De grondstoffenmunten kregen rake klappen. De grootste verliezer was de Braziliaanse real (BRL), die 5,5 % kwijtspeelde. De Mexicaanse peso (MXN) volgde met een verlies van 3,3 %, de Russische roebel (RUB) 3,1 %, de Zuid-Afrikaanse rand (ZAR) 2,9 %, de Australische dollar (AUD) 2,3 %, zijn Canadese naamgenoot (CAD) 1,3 %, evenveel als de Noorse kroon (NOK). De Turkse lira (TRY) moest 4 % prijsgeven.
Op volle toeren
Van zomerreces is voorlopig niets te merken op de obligatiemarkt. De primaire markt draait nog altijd op volle toeren. Banken blijven reuzenleningen uitbrengen. Ook vooraanstaande bedrijven vervangen hun ouderwetse en vaak vrij dure leningen door splinternieuwe, tegen voor hen voordeligere voorwaarden. Kleinere bedrijven, meestal van zwakke kwaliteit, solliciteerden de spaarcenten van de beleggers. Hun leningen konden op succes rekenen dankzij vrij gulle coupons. Ze richten zich echter in hoofdzaak tot de meer vermogenden onder ons.
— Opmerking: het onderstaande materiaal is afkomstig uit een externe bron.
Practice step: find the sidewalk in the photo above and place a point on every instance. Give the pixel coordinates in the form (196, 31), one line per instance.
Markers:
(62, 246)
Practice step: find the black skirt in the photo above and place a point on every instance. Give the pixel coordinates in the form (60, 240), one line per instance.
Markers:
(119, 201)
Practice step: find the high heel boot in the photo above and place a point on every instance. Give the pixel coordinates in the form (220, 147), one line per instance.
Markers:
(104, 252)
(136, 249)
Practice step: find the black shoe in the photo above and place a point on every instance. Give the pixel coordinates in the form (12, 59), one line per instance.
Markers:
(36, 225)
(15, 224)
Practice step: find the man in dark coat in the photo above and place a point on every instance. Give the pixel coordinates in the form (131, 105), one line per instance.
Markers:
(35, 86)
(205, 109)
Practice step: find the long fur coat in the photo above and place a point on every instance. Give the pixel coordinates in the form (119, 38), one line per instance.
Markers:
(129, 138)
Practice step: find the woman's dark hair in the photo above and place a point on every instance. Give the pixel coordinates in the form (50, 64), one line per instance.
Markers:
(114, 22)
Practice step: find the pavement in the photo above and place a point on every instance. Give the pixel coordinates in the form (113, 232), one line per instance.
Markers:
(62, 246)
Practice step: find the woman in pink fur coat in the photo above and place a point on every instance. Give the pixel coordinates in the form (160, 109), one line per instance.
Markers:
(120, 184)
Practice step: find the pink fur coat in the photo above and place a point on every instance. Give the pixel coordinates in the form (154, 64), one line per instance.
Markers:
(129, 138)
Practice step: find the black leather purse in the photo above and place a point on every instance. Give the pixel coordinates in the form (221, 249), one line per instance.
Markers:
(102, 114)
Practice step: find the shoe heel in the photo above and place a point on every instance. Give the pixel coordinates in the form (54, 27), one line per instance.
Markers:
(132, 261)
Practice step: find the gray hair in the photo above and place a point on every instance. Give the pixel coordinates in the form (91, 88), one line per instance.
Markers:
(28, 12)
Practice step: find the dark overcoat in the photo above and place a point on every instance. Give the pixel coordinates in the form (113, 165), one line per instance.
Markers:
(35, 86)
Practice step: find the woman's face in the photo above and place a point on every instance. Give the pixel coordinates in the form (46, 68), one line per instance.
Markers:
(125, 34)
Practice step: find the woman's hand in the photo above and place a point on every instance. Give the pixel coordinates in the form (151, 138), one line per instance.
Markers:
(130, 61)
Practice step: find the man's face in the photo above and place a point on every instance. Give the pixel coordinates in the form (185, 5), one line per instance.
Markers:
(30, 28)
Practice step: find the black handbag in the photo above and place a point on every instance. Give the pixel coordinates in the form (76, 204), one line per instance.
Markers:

Eurofins Scientific (zonder rating), de wereldwijde biofarmaceutische onderneming, biedt 3,34 % meer dan het marktgemiddelde met zijn lening op 7,5 jaar in EUR. Wie meer verlangt, moet zich richten tot een Russische emittent. De Zweedse producent van oogapparatuur Ephios (B2) biedt nog meer: 7,75 % boven het marktgemiddelde. Beide leningen maken deel uit van het rommelpapier. Ze noteren allebei boven hun intekenprijs op de grijze markt.
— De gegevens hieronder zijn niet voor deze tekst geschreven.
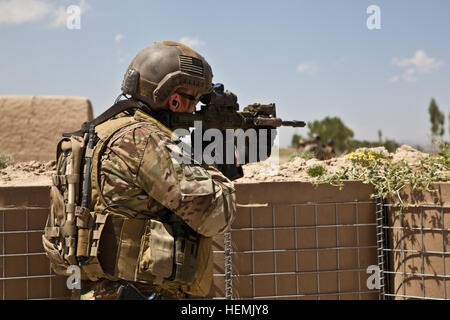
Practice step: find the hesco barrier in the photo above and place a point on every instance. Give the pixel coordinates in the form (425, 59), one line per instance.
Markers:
(290, 240)
(25, 271)
(416, 246)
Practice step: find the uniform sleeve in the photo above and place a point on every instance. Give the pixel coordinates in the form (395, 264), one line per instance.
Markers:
(202, 197)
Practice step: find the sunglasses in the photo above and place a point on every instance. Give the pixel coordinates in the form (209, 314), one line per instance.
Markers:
(187, 96)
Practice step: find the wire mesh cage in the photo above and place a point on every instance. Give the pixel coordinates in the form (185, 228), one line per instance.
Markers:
(414, 255)
(301, 251)
(25, 271)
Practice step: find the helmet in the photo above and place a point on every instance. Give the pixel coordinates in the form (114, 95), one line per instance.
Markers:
(161, 68)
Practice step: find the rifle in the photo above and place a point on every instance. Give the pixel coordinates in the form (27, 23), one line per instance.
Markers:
(220, 110)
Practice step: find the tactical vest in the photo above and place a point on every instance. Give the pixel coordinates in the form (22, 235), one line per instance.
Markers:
(105, 243)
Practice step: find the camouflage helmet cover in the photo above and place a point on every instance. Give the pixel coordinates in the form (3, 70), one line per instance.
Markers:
(160, 69)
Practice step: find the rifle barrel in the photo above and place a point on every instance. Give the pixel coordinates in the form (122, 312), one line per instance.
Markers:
(293, 123)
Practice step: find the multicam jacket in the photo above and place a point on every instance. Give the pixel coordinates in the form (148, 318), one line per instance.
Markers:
(138, 170)
(139, 176)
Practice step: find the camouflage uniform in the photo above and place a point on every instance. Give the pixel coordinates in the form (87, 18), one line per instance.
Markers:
(138, 171)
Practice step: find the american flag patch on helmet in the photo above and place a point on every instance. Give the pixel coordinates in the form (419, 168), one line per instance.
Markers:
(191, 65)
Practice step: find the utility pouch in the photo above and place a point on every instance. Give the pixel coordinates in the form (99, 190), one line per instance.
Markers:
(157, 250)
(186, 248)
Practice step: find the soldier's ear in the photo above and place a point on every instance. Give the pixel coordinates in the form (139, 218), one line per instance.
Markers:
(174, 102)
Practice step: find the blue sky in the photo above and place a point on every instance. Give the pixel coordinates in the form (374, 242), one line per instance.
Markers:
(312, 58)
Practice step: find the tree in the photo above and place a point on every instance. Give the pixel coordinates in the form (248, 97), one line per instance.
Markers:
(436, 118)
(380, 137)
(295, 139)
(332, 129)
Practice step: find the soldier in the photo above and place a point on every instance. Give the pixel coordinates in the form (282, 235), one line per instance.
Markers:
(314, 147)
(162, 214)
(301, 145)
(329, 150)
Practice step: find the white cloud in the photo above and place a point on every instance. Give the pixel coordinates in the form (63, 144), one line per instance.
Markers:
(394, 79)
(420, 63)
(308, 67)
(17, 12)
(119, 37)
(23, 11)
(192, 42)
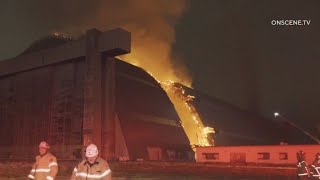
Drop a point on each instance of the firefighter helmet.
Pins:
(301, 155)
(44, 144)
(91, 150)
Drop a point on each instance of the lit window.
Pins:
(283, 156)
(213, 156)
(263, 156)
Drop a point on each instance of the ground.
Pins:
(163, 170)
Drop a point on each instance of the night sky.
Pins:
(230, 48)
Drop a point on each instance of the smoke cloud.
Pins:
(151, 23)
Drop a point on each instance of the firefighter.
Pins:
(92, 167)
(315, 167)
(302, 166)
(46, 166)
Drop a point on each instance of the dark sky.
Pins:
(235, 54)
(230, 47)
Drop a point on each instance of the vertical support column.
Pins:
(92, 91)
(108, 130)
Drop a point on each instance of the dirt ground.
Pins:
(163, 170)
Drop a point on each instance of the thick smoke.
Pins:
(151, 23)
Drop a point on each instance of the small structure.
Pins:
(272, 154)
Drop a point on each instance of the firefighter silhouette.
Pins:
(302, 166)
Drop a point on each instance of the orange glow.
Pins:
(192, 124)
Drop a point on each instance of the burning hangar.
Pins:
(72, 93)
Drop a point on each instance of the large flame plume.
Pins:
(151, 23)
(192, 124)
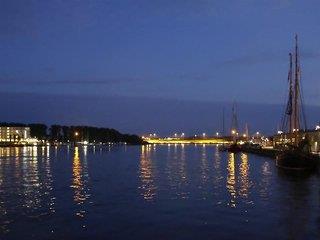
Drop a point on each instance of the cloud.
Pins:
(87, 81)
(260, 58)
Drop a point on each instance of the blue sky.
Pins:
(201, 50)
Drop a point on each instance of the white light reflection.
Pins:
(147, 186)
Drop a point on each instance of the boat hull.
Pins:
(296, 160)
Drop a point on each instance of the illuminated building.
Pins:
(14, 134)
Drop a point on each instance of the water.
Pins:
(155, 192)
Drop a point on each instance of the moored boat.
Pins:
(296, 154)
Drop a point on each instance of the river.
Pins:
(152, 192)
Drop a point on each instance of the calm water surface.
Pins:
(155, 192)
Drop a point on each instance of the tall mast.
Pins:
(296, 109)
(223, 130)
(289, 110)
(234, 123)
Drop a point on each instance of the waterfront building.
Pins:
(14, 133)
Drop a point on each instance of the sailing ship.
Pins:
(296, 154)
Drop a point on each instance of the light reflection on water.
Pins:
(146, 173)
(181, 185)
(80, 181)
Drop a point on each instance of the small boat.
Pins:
(296, 155)
(234, 148)
(297, 158)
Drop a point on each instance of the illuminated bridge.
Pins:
(186, 140)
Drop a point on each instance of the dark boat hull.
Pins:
(234, 148)
(296, 160)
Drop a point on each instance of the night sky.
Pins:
(144, 66)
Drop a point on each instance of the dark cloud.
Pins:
(266, 58)
(87, 81)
KBC Ifima (A) brengt twee gestructureerde leningen in USD uit, allebei op zes jaar. De eerste draagt een coupon van 3 % tot 2018, waarna hij vervangen wordt door driemaal het verschil tussen de swaprente op tien jaar en op twee jaar, zonder dat het resultaat kleiner dan 1 % of hoger dan 4,5 % mag uitkomen. Het rendement ligt dus tussen 1,76 en 3,43 %. De tweede is een gelijkaardige structuur waarbij men van meet af aan het hoogste resultaat tussen 0 % en 1,05 maal de constante swaprente op vijf jaar ontvangt. Vrij ingewikkelde structuren dus, voor kleinschalige leningen die zo goed als niet verhandelbaar zullen zijn. Af te raden.